HABER MERKEZİ

Türkiye'nin yakın tarihinde en kanlı darbe diye anılan 12 Eylül ile ilgili CIA'in Türkiye Şefi Paul Henze'nin, darbeyi Başkan Jimmy Carter'a bildirirken kullandığı, "Bizim çocuklar başardı." ifadesi hafızalardaki tazeliğini koruyor. 12 Eylül sonrasında 50 kişi idam edilmişti. Bunun yanı sıra ABD’nin 15 Temmuz darbe girişiminde FETÖ eliyle gerçekleştirmek istediği darbe de gün gibi ortada duruyor. Bütün bunlar konuşulurken ABD’den darbeler ile ilgili itiraf gibi bir açıklama geldi.

ABD Dışişleri Bakanı Antony Blinken, dış politika önceliklerini anlatırken adeta ülkesi adına darbe yapma ve iç karışıklık çıkarma itirafında bulundu. Blinken, ülkesinin bundan sonra "demokrasi adına" başka ülkelere askeri müdahalede bulunmayacağını veya "otoriter rejimleri" askeri güçle değiştirmeye kalkışmayacağını söyledi.

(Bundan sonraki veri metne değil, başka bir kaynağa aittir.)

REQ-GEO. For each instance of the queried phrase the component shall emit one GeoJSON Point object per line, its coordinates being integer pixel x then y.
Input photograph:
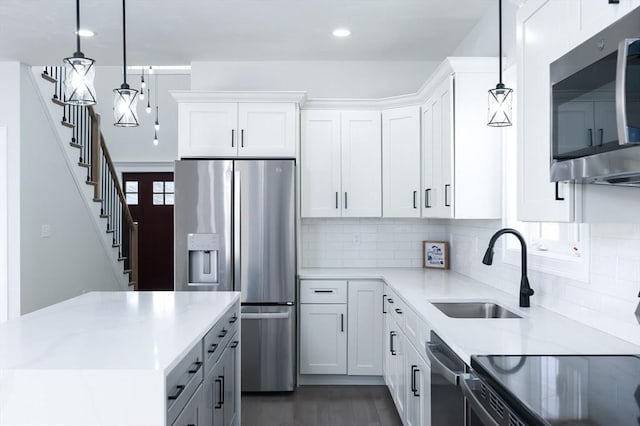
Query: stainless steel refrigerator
{"type": "Point", "coordinates": [235, 230]}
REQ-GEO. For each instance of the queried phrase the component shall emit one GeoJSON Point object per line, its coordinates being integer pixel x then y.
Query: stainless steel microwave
{"type": "Point", "coordinates": [595, 108]}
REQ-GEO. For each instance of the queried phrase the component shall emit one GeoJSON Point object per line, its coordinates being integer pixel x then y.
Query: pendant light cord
{"type": "Point", "coordinates": [78, 26]}
{"type": "Point", "coordinates": [500, 37]}
{"type": "Point", "coordinates": [124, 44]}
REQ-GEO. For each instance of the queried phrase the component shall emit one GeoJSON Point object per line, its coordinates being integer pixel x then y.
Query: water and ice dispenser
{"type": "Point", "coordinates": [203, 259]}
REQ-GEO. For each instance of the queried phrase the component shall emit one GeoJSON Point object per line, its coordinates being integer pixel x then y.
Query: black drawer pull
{"type": "Point", "coordinates": [179, 389]}
{"type": "Point", "coordinates": [195, 367]}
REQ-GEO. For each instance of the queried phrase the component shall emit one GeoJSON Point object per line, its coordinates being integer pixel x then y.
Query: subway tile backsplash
{"type": "Point", "coordinates": [607, 301]}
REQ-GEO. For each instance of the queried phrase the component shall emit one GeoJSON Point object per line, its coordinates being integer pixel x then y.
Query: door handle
{"type": "Point", "coordinates": [558, 197]}
{"type": "Point", "coordinates": [446, 195]}
{"type": "Point", "coordinates": [414, 386]}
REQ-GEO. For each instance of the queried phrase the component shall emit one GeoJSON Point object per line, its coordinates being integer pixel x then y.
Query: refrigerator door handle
{"type": "Point", "coordinates": [265, 315]}
{"type": "Point", "coordinates": [237, 229]}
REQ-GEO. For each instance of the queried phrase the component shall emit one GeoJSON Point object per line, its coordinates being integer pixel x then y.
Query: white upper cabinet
{"type": "Point", "coordinates": [206, 128]}
{"type": "Point", "coordinates": [401, 162]}
{"type": "Point", "coordinates": [320, 164]}
{"type": "Point", "coordinates": [227, 125]}
{"type": "Point", "coordinates": [462, 156]}
{"type": "Point", "coordinates": [341, 164]}
{"type": "Point", "coordinates": [361, 164]}
{"type": "Point", "coordinates": [540, 44]}
{"type": "Point", "coordinates": [267, 129]}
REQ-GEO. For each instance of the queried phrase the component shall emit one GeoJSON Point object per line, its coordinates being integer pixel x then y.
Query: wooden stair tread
{"type": "Point", "coordinates": [48, 78]}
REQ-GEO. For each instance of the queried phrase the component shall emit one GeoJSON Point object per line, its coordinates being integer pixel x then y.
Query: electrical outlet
{"type": "Point", "coordinates": [45, 231]}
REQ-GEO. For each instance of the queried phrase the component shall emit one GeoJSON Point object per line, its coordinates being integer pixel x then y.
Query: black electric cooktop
{"type": "Point", "coordinates": [589, 390]}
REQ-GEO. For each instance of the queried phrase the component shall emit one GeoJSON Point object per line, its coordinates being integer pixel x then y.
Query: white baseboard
{"type": "Point", "coordinates": [338, 379]}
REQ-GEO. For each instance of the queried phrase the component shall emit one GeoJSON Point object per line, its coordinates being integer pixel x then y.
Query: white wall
{"type": "Point", "coordinates": [72, 260]}
{"type": "Point", "coordinates": [10, 225]}
{"type": "Point", "coordinates": [136, 144]}
{"type": "Point", "coordinates": [320, 79]}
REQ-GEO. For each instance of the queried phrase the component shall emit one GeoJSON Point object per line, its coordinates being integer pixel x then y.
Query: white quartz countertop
{"type": "Point", "coordinates": [112, 330]}
{"type": "Point", "coordinates": [539, 331]}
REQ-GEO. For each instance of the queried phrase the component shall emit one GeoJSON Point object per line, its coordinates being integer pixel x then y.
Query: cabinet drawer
{"type": "Point", "coordinates": [218, 337]}
{"type": "Point", "coordinates": [183, 380]}
{"type": "Point", "coordinates": [323, 291]}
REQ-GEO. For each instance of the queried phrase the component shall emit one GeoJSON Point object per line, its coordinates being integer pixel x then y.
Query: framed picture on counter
{"type": "Point", "coordinates": [435, 254]}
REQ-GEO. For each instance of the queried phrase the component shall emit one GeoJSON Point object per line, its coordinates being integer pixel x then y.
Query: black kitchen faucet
{"type": "Point", "coordinates": [525, 290]}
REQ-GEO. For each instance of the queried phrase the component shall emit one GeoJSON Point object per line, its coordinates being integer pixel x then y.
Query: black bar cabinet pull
{"type": "Point", "coordinates": [391, 348]}
{"type": "Point", "coordinates": [558, 197]}
{"type": "Point", "coordinates": [414, 386]}
{"type": "Point", "coordinates": [446, 195]}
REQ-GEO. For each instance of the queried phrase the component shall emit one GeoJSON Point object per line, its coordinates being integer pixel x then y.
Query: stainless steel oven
{"type": "Point", "coordinates": [595, 108]}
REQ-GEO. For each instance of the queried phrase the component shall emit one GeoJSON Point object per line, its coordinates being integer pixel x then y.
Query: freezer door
{"type": "Point", "coordinates": [264, 230]}
{"type": "Point", "coordinates": [203, 225]}
{"type": "Point", "coordinates": [268, 348]}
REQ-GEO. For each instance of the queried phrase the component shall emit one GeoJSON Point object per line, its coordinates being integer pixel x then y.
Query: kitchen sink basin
{"type": "Point", "coordinates": [474, 310]}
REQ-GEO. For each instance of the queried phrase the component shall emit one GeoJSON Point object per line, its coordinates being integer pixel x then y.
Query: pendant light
{"type": "Point", "coordinates": [500, 98]}
{"type": "Point", "coordinates": [80, 72]}
{"type": "Point", "coordinates": [125, 101]}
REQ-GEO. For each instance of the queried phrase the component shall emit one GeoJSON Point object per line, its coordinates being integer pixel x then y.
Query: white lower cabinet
{"type": "Point", "coordinates": [418, 377]}
{"type": "Point", "coordinates": [323, 338]}
{"type": "Point", "coordinates": [340, 327]}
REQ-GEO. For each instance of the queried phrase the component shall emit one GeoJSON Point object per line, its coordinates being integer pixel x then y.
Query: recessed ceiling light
{"type": "Point", "coordinates": [341, 32]}
{"type": "Point", "coordinates": [83, 32]}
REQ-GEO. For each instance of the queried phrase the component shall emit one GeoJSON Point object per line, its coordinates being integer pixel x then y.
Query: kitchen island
{"type": "Point", "coordinates": [121, 358]}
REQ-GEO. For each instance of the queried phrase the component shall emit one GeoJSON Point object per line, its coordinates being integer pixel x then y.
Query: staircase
{"type": "Point", "coordinates": [93, 156]}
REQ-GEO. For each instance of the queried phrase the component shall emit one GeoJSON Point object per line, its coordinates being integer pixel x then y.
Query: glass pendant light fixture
{"type": "Point", "coordinates": [80, 72]}
{"type": "Point", "coordinates": [500, 98]}
{"type": "Point", "coordinates": [125, 101]}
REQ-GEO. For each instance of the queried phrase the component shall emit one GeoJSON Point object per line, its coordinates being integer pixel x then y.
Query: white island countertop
{"type": "Point", "coordinates": [539, 331]}
{"type": "Point", "coordinates": [105, 354]}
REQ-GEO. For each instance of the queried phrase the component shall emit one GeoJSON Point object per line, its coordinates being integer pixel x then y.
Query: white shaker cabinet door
{"type": "Point", "coordinates": [365, 328]}
{"type": "Point", "coordinates": [361, 164]}
{"type": "Point", "coordinates": [267, 129]}
{"type": "Point", "coordinates": [207, 129]}
{"type": "Point", "coordinates": [539, 199]}
{"type": "Point", "coordinates": [323, 339]}
{"type": "Point", "coordinates": [320, 194]}
{"type": "Point", "coordinates": [401, 162]}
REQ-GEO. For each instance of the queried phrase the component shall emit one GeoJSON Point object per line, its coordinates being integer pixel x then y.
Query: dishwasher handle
{"type": "Point", "coordinates": [466, 381]}
{"type": "Point", "coordinates": [437, 366]}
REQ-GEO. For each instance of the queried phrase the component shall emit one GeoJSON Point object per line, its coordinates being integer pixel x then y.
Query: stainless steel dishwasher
{"type": "Point", "coordinates": [448, 404]}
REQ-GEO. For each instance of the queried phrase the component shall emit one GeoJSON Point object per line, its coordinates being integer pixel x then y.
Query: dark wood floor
{"type": "Point", "coordinates": [321, 406]}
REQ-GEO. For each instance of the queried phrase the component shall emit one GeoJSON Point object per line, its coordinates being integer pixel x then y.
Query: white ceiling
{"type": "Point", "coordinates": [180, 31]}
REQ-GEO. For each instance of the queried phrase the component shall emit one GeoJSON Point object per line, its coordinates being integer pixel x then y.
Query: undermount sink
{"type": "Point", "coordinates": [474, 310]}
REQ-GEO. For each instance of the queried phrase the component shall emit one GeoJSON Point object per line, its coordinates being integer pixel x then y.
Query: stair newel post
{"type": "Point", "coordinates": [95, 155]}
{"type": "Point", "coordinates": [133, 252]}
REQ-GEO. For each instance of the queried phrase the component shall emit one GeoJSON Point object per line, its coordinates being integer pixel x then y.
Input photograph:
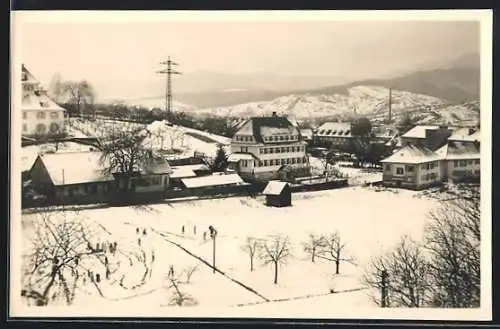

ABD Dışişleri Bakanı Antony Blinken, Dışişleri Bakanlığında yaptığı konuşmada, ABD Başkanı Joe Biden yönetiminin dış politika önceliklerini açıkladı.

Bu önceliklerden birinin yeni tip koronavirüs (Kovid-19) salgını ile mücadele ve küresel sağlık güvenliği olduğunu anlatan Blinken, küresel ekonomik durgunluğu tersine çevirmenin, demokrasiyi yeniden yüceltmenin de önemli öncelikler arasında olduğunu dile getirdi.

DARBELERİ FARKLI YAPACAKLAR
Blinken, küresel anlamda "demokrasiyi" teşvik edeceklerini savunarak, "Ama demokrasiyi, pahalı askeri müdahaleler ya da otoriter rejimleri güç kullanarak devirme girişimleri ile yüceltmeye çalışmayacağız. Bu taktikleri eskiden kullandık. Ancak iyi niyete rağmen başarılı olamadılar. Demokrasinin yüceltilmesine kötü bir nam kattı bunlar ve Amerikan halkına olan güveni zedeledi. Biz işleri farklı yapacağız." diye konuştu.

'ASKERİ GÜCÜ DİPLOMASİ İLE KULLANACAĞIZ'
Biden'ın askeri güç yerine diplomasiye öncelik vereceğini savunan ABD'li bakan, ülkesinin savaşlardan ağır dersler çıkardığını ve Amerikan halkının uzun süren ABD müdahalelerinden yorulduğunu ifade etti.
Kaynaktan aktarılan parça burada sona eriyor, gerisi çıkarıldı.